Les croyances eschatologiques égyptiennes se caractérisent par le fait qu'elles incluent précisément, comme nulle part ailleurs, la survie corporelle et cherchent à l'assurer. Toutes les scènes pleines de joie de vivre que l'on voit dans les tombes égyptiennes procèdent de cette aspiration. On peut, dans l'au-delà, boire et manger, faire de la musique et danser, trouver les joies de l'amour, la liberté de mouvement sans entraves.
Erik HORNUNG
L'esprit du temps des pharaons
Paris, Hachette Littératures,
Collection "Pluriel" n° 874,
1998, p. 100
Qu'il me faille distinguer quatre grandes familles d'instruments de musique pratiqués en Égypte ancienne ne fait absolument plus aucun doute, amis visiteurs, quand on compulse, comme j'ai eu le désir de le faire, diverses études de grands musicographes qui, dès la fin du XIXème siècle, se sont intéressés à l'archéologie musicale de cette civilisation mais également les écrits de leurs épigones contemporains : tous, après le Belge Victor-Charles Mahillon, fondateur, en 1877, d'un musée à Bruxelles dédiés aux instruments de musique, - actuellement le MIM -, pour lesquels, par ailleurs, il inventa une première classification ; après les musicologues allemands Curt Sachs, (1881-1959) et Erich von Hornbostel (1877-1935) qui, pour leur part, en 1914 simplifièrent et systématisèrent la classification organologique de Mahillon, tous donc sont unanimes pour évoquer l'existence, en terre pharaonique, de cordophones, entendez les instruments à cordes que sont les harpes, les lyres et les luths ; d'aérophones, comprenez les instruments à vent tels que les flûtes, les clarinettes et les hautbois, simples ou doubles, ainsi que les trompettes ; de membranophones, comme les tambours et les tambourins, et enfin, d'idiophones tels que les claquoirs et les sistres.

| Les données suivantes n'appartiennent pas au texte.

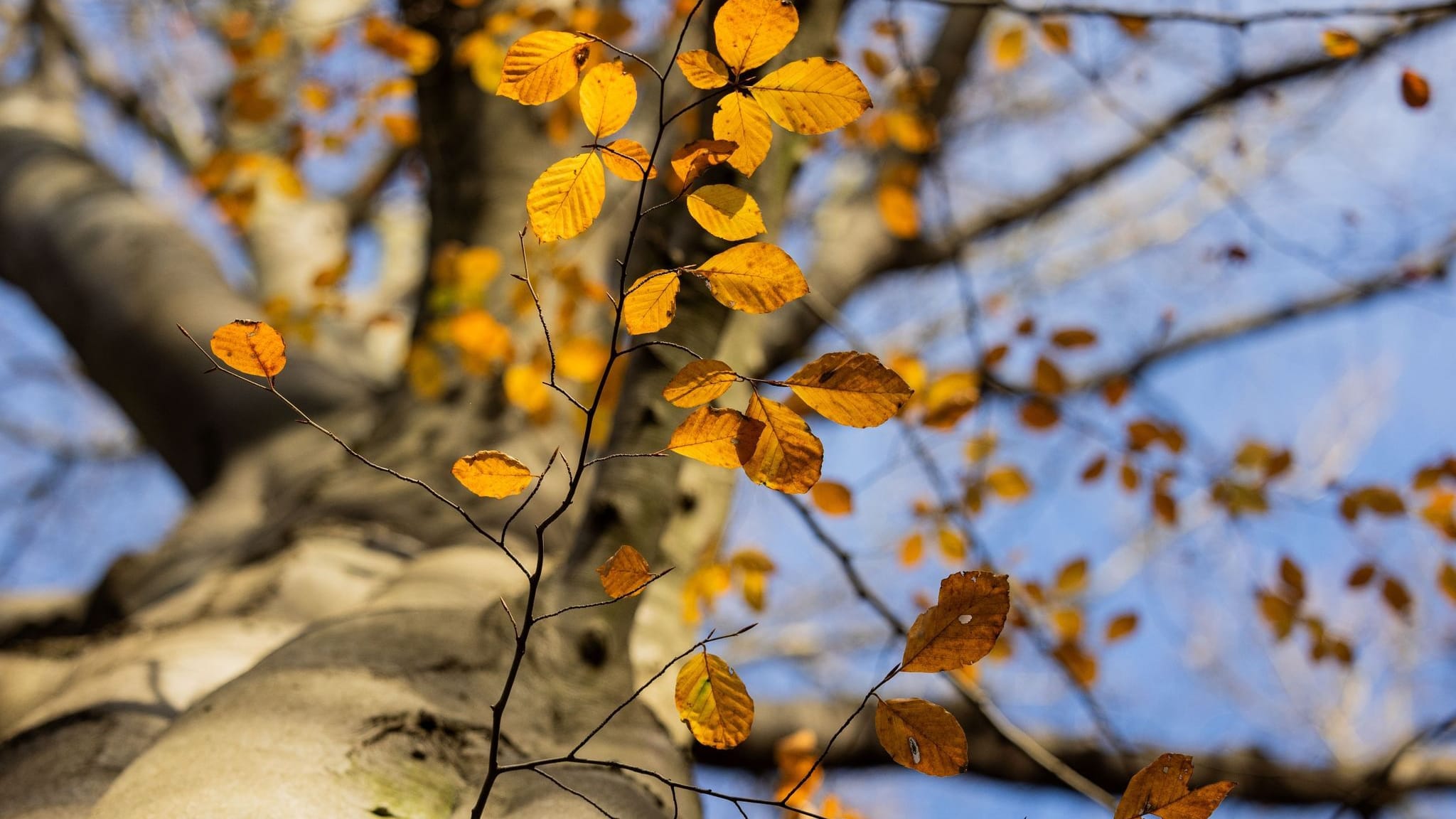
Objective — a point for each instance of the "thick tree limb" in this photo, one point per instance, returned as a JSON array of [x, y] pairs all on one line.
[[115, 274]]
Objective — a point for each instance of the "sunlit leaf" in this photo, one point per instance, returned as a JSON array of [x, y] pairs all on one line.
[[493, 474], [753, 277], [651, 302], [719, 437], [702, 69], [811, 97], [625, 573], [922, 737], [542, 66], [788, 456], [714, 701], [851, 388], [608, 98], [567, 198], [251, 347], [744, 123], [961, 627], [1162, 788], [750, 33], [700, 382], [626, 159]]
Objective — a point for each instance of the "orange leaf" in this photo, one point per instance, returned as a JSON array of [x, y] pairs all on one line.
[[251, 347]]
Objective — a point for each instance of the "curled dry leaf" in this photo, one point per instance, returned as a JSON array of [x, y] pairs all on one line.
[[719, 437], [813, 97], [753, 277], [788, 456], [922, 737], [542, 66], [567, 197], [725, 212], [608, 98], [1162, 788], [251, 347], [750, 33], [628, 159], [493, 474], [700, 382], [833, 498], [851, 388], [743, 122], [702, 69], [714, 701], [625, 573], [961, 627], [651, 302]]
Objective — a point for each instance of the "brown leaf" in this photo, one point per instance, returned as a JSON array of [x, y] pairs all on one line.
[[961, 627]]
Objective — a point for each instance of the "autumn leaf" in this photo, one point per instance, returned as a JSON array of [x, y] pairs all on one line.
[[700, 382], [251, 347], [651, 302], [750, 33], [718, 437], [753, 277], [811, 97], [714, 701], [608, 98], [542, 66], [851, 388], [922, 737], [1162, 788], [961, 627], [567, 198], [701, 155], [788, 456], [702, 69], [832, 498], [626, 159], [625, 573], [493, 474], [744, 123], [1340, 44], [725, 212]]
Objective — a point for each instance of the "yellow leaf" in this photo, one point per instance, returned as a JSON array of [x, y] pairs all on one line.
[[701, 155], [750, 33], [1056, 36], [608, 98], [851, 388], [743, 122], [1162, 788], [1010, 48], [651, 302], [718, 437], [832, 498], [625, 573], [1340, 44], [251, 347], [811, 97], [567, 198], [542, 66], [899, 210], [961, 627], [1008, 483], [753, 277], [702, 69], [788, 456], [493, 474], [700, 382], [725, 212], [922, 737], [626, 159]]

Aux musiciens qui pratiquèrent ces divers instruments, je me dois évidemment d'ajouter les chanteurs, - (hesou, en égyptien ancien) -, qui, si je m'en réfère aux statistiques actuellement connues, toutes activités musicales confondues, prédomineraient dans la mesure où, d'après les sources iconographiques, ils constitueraient le groupe de ceux qui y sont le plus fréquemment figurés.

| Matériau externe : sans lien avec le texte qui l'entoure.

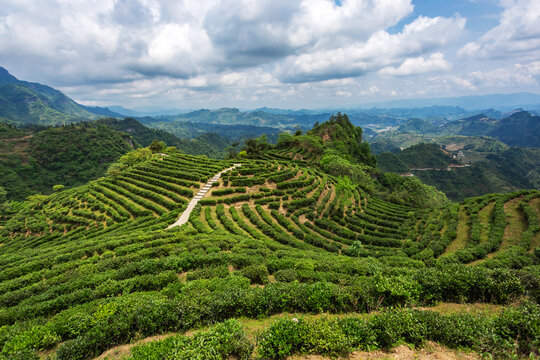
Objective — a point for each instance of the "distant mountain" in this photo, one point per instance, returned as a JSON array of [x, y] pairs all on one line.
[[23, 102], [233, 116], [33, 160], [192, 129], [209, 144], [145, 111], [502, 102], [508, 170], [417, 125], [519, 129]]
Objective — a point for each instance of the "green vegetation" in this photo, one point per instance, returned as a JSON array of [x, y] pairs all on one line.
[[209, 144], [68, 155], [32, 103], [88, 268]]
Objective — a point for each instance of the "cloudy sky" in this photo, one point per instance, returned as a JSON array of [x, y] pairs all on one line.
[[279, 53]]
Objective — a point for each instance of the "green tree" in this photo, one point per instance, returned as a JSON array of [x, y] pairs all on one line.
[[344, 190], [3, 194], [157, 146], [57, 188]]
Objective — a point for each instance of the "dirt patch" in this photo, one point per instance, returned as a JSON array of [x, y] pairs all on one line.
[[462, 233], [516, 222], [430, 351], [122, 351], [455, 147]]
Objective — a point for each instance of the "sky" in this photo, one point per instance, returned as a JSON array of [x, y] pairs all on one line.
[[189, 54]]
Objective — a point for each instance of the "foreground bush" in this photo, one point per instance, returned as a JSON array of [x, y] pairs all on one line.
[[223, 341], [514, 333]]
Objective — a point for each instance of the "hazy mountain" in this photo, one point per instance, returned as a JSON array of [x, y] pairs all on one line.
[[23, 102], [502, 102], [519, 129]]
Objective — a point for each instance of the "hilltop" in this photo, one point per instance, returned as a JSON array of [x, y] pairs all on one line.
[[34, 159], [87, 268], [23, 102]]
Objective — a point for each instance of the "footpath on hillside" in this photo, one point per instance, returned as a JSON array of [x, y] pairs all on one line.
[[185, 215]]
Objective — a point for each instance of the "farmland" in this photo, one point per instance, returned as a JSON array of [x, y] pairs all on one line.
[[92, 267]]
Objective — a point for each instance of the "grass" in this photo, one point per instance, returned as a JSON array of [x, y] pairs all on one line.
[[253, 327], [462, 233], [484, 219], [516, 223]]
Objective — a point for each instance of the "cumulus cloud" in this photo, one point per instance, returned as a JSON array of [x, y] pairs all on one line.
[[517, 35], [381, 50], [233, 50], [419, 65]]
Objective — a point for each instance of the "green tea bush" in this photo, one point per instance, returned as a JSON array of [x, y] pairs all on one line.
[[222, 341]]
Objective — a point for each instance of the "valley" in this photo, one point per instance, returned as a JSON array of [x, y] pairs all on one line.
[[92, 267]]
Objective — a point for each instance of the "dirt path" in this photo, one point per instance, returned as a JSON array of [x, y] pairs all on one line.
[[185, 215]]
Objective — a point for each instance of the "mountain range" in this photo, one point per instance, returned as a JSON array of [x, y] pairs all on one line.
[[23, 102]]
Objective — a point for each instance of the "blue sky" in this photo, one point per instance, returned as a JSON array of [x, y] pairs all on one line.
[[279, 53]]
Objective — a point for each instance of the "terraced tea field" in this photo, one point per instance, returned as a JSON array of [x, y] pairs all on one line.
[[92, 267]]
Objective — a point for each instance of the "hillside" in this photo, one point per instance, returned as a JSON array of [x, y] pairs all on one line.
[[33, 162], [24, 102], [496, 170], [205, 143], [87, 268], [519, 129]]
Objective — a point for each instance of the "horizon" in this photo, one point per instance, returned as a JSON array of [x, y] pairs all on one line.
[[319, 54]]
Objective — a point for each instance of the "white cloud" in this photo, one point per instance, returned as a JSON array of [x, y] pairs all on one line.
[[517, 35], [381, 50], [419, 65], [279, 51]]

Il vous faut aussi savoir que ce sont parfois les mêmes qui interprétaient des mélopées tout en jouant de leur propre instrument, la harpe le plus souvent. Mais des chanteurs seuls accompagnaient également d'autres musiciens en battant des mains. De sorte que, donnée fondamentale dont il faut être conscients, amis visiteurs, ces artistes se devaient de posséder des talents multiples, au point, dans certaines occasions, d'y ajouter des pas de danse.

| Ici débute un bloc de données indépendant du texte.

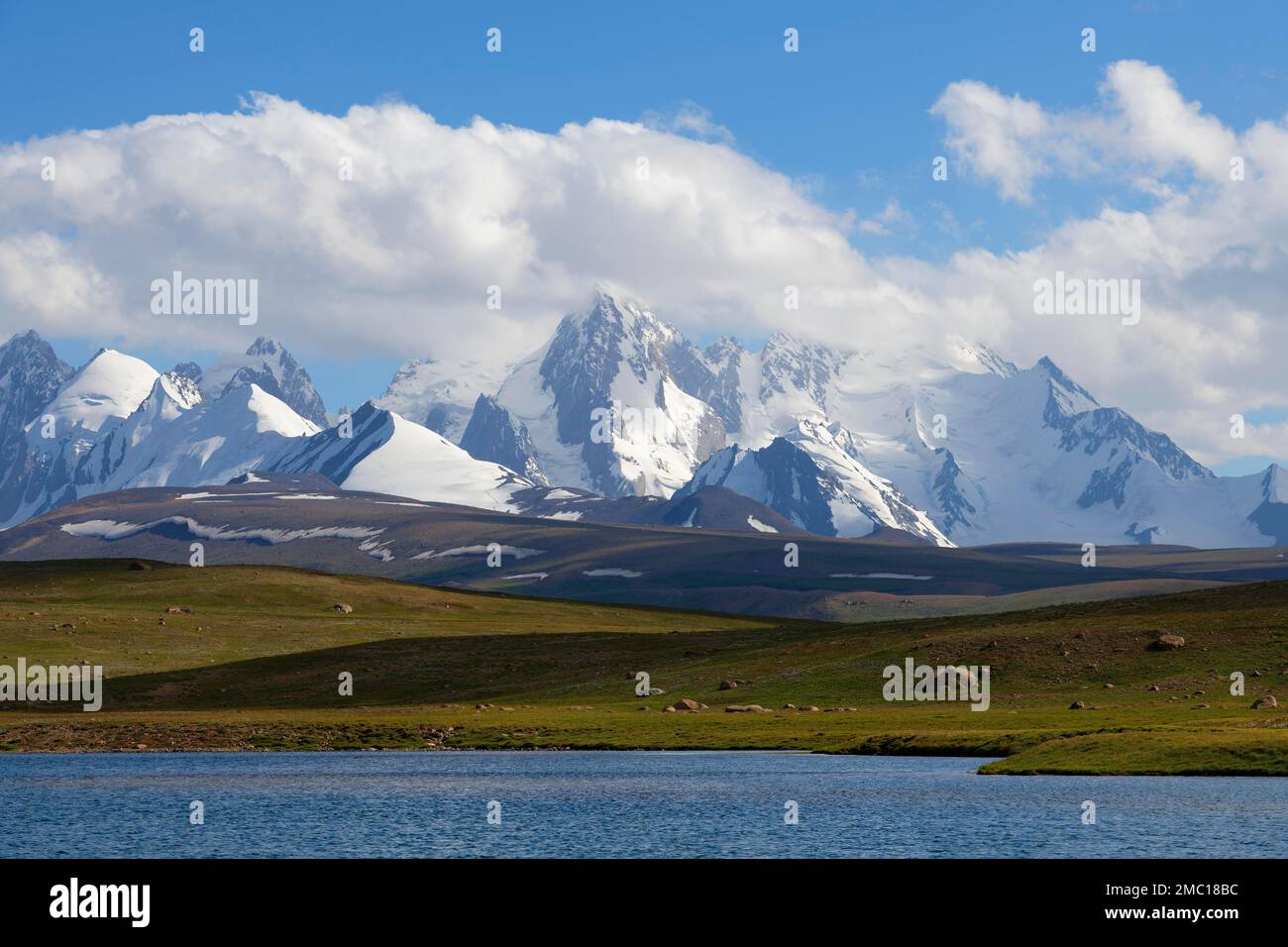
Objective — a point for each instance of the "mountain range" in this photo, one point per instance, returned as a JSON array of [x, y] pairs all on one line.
[[618, 415]]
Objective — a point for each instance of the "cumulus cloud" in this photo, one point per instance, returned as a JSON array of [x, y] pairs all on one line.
[[399, 260], [1142, 128]]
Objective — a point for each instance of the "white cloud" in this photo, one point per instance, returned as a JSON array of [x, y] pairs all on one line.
[[398, 261]]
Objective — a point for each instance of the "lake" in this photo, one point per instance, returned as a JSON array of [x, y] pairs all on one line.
[[613, 804]]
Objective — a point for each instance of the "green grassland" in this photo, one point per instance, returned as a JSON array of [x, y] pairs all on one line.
[[257, 661]]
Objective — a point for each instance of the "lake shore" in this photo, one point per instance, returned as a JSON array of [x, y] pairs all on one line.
[[265, 659]]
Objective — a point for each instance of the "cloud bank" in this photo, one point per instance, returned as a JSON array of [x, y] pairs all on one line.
[[381, 232]]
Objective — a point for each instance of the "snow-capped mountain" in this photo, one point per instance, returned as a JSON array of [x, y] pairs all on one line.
[[956, 447], [51, 468], [609, 403], [493, 434], [809, 478], [387, 454], [268, 365], [116, 423], [176, 438], [439, 394], [30, 376]]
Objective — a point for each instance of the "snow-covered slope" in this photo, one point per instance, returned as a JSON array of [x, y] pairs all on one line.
[[268, 365], [30, 376], [608, 403], [441, 394], [809, 478], [387, 454], [954, 445], [174, 438], [51, 468]]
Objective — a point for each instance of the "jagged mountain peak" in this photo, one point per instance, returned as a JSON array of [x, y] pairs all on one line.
[[270, 367], [110, 385]]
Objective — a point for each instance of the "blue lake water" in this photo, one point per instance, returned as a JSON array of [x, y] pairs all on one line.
[[613, 804]]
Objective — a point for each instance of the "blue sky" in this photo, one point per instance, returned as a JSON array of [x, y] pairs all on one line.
[[848, 118]]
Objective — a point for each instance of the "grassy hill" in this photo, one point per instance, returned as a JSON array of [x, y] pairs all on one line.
[[257, 661]]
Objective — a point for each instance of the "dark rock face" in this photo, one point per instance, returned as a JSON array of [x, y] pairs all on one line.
[[187, 369], [30, 377], [949, 491], [795, 486], [493, 434], [590, 352], [278, 373], [789, 363]]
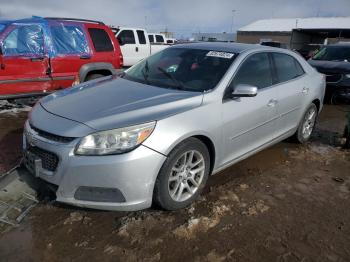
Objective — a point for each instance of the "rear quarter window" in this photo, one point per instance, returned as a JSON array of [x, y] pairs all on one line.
[[159, 39], [141, 36], [69, 39], [287, 67], [100, 40]]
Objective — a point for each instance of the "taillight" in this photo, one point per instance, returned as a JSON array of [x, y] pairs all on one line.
[[121, 60]]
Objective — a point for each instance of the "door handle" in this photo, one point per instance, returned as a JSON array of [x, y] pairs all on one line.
[[272, 103], [37, 59], [305, 90], [85, 57]]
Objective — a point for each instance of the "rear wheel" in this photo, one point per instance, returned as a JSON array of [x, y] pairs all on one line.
[[307, 124], [183, 175]]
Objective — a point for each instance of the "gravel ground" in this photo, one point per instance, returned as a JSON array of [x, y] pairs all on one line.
[[287, 203]]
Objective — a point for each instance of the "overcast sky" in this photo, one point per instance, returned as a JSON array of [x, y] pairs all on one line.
[[183, 17]]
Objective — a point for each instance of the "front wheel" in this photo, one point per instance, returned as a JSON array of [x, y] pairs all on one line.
[[307, 124], [183, 175]]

Qu'il me faille, au sein de la classification universellement admise que je viens de rappeler, épingler la harpe en tant qu'instrument de prédilection des Égyptiens ne fait pas plus de doute quand je prends en compte sa récurrence, peinte ou gravée, au niveau des scènes dites "de banquet", dites aussi parfois "de "concert", présentes dans maints tombeaux privés.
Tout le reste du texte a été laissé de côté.